The QBR opens with outcomes. Revenue uplift is flat. Retention is noisy. Conversion moved in one region and stalled in another. Someone asks the question the dashboard implies it can answer.
Did it work?
That question usually triggers a familiar loop. Central points to the business case and the designed flow. Field teams point to staffing gaps, diary pressure, and market differences. Dealers insist they ran it, then quietly describe the parts they had to compress to survive the week. Everyone leaves with a story, and no one leaves with a diagnosis.
Outcome KPIs arrive too late to explain what happened in a distributed rollout. By the time the curve moves, execution has already drifted. When the curve does not move, you still cannot tell whether the concept underperformed or whether the network never enacted it in a comparable way.
Outcomes do not explain a rollout that fragmented in week one
Network programs rarely fail with a clean stop. They become uneven. One dealer starts immediately, another delays until capacity frees up, another activates a local version that feels “close enough.” The program stays officially live while the operating model splits.
If you measure performance without measuring enactment, you end up interpreting results through belief. Central leaders argue from intent. Dealers argue from constraints. The dashboard becomes a referee that cannot see the match.
Measure enactment, or accept that performance debates will stay political
Either you can prove enactment, or you end up arguing outcomes through belief. Most networks sit in an unhelpful middle ground: they measure exposure and call it execution.
Training completion, webinar attendance, regional sign-off, toolkit distribution, portal downloads. These signals matter, but they mostly tell you that the network was told.
Execution looks different in a dealership. The work is visible when it has an owner, a place in the daily cadence, and a trace in the system. A program has converted into work when the CRM workflow carries the steps, the morning huddle assigns the follow-up, and someone checks the routine with the same seriousness as pipeline health and workshop load.
That is the threshold you need to verify before you interpret outcomes.
The signals you need come from where drift actually begins
These are not “extra” measures. They are how you keep performance evaluation meaningful in a network.
Early drift usually starts in a small set of places. The activation window stretches because capacity is tight and no one wants to commit. Follow-up discipline collapses into a burst of activity and then disappears when the inbox spikes. Targeting rules get adjusted because the audience feels inconvenient or the diary is already full. Ownership moves between roles until it becomes nobody’s job.
Activation discipline is a good example. It is hard to compare results across the network when half the dealers started on time, a quarter started late, and the rest started with modifications. Making activation visible does not need bureaucracy. It needs a simple, comparable view of when the routine actually began and whether it began in the intended form.
Follow-up discipline is another. Many programs depend on consistent follow-up, but follow-up is exactly what degrades under pressure. If you only look at end results, you discover the degradation when it is already normalised. When you look at whether the follow-up cadence is being sustained in a real week, you can distinguish a design issue from an operating constraint that needs local reinforcement.
Targeting integrity is the third. Weak results are often blamed on “bad leads” or “wrong audience.” Sometimes that is true. Often the selection rules were quietly bent to fit convenience, perceived quality, or diary capacity.
You can see this in the field. A service manager looks at Thursday’s diary, sees it’s already full, and tells the team to aim the campaign at “easy wins” instead of the intended segment. The numbers will still look like activity, but you will no longer be evaluating the program you designed.
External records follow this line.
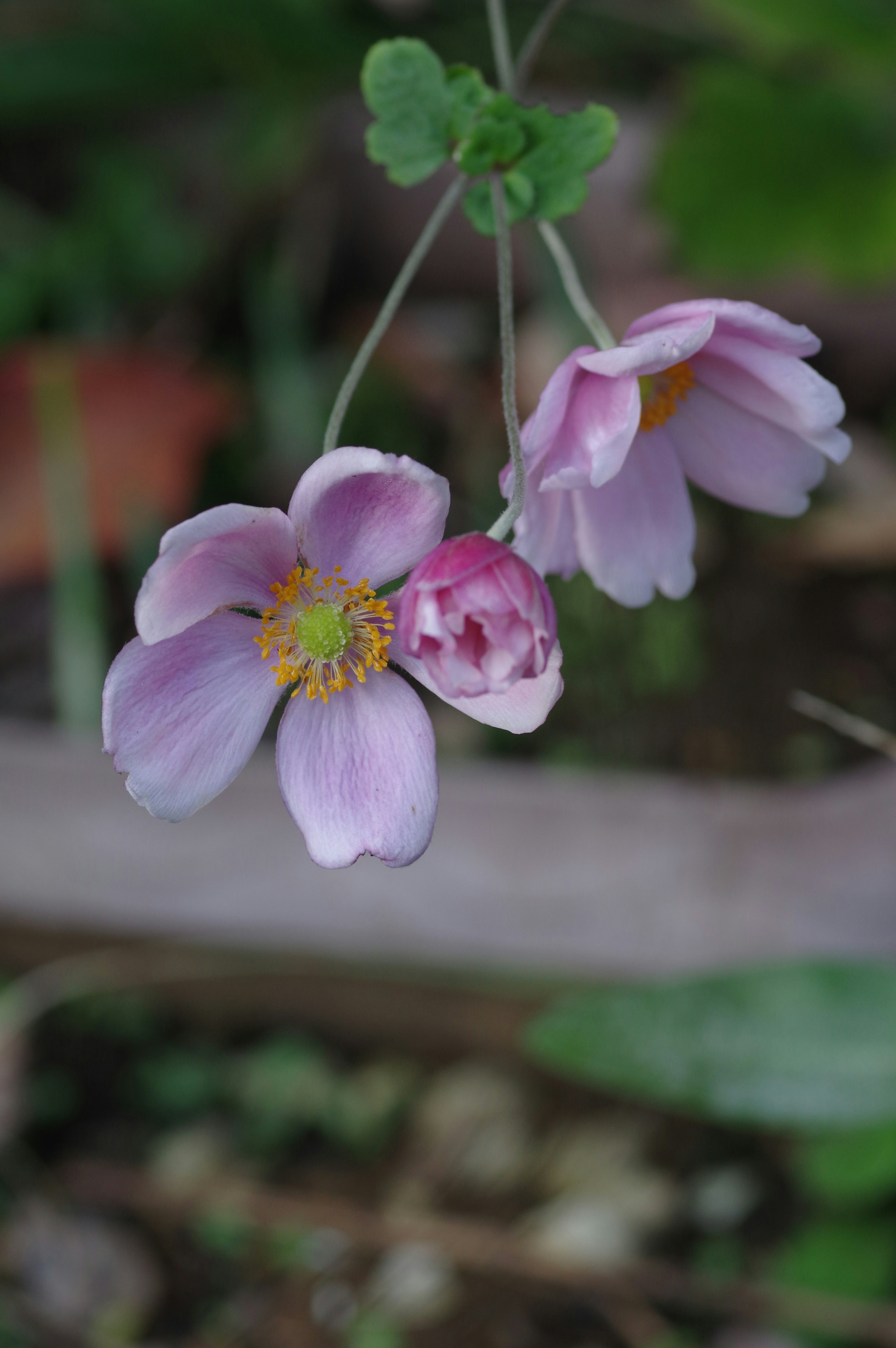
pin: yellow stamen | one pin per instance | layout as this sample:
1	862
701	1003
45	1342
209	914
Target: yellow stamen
661	394
322	634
When you track whether the program is being aimed at the audience you designed for, you protect the meaning of your evaluation.
Process ownership is the fourth, and it can stay simple. A routine survives when the trigger is clear, the owner is clear, and the exception path is agreed for when capacity is full or the customer goes silent. When those are unclear, responsibility bounces and the process degrades quietly.
Networks that do this well look boring in the best way
Mature networks do not win by measuring everything. They win by measuring a small set of enactment signals early, then using those signals to correct drift before the program becomes “variable by design.”
Their best performance conversations start with a simple discipline: prove execution first, then interpret outcomes. That shifts governance away from blame and toward operational support. It also protects central credibility, because central teams stop asking dealers to defend results without being able to show what was actually run.
A diagnostic reflection for your next review
In your last performance review, could you show that the program was enacted as designed before you judged whether it worked?
If outcomes were flat, could you show whether dealers started in the intended window and sustained follow-up discipline under pressure?
Could you also show that targeting rules stayed intact and ownership stayed clear enough for the routine to survive a real week?
If you can’t answer those questions cleanly, the next debate about performance will also be a debate about beliefs. The only way out is to measure execution early enough that you can see drift while it is still fixable.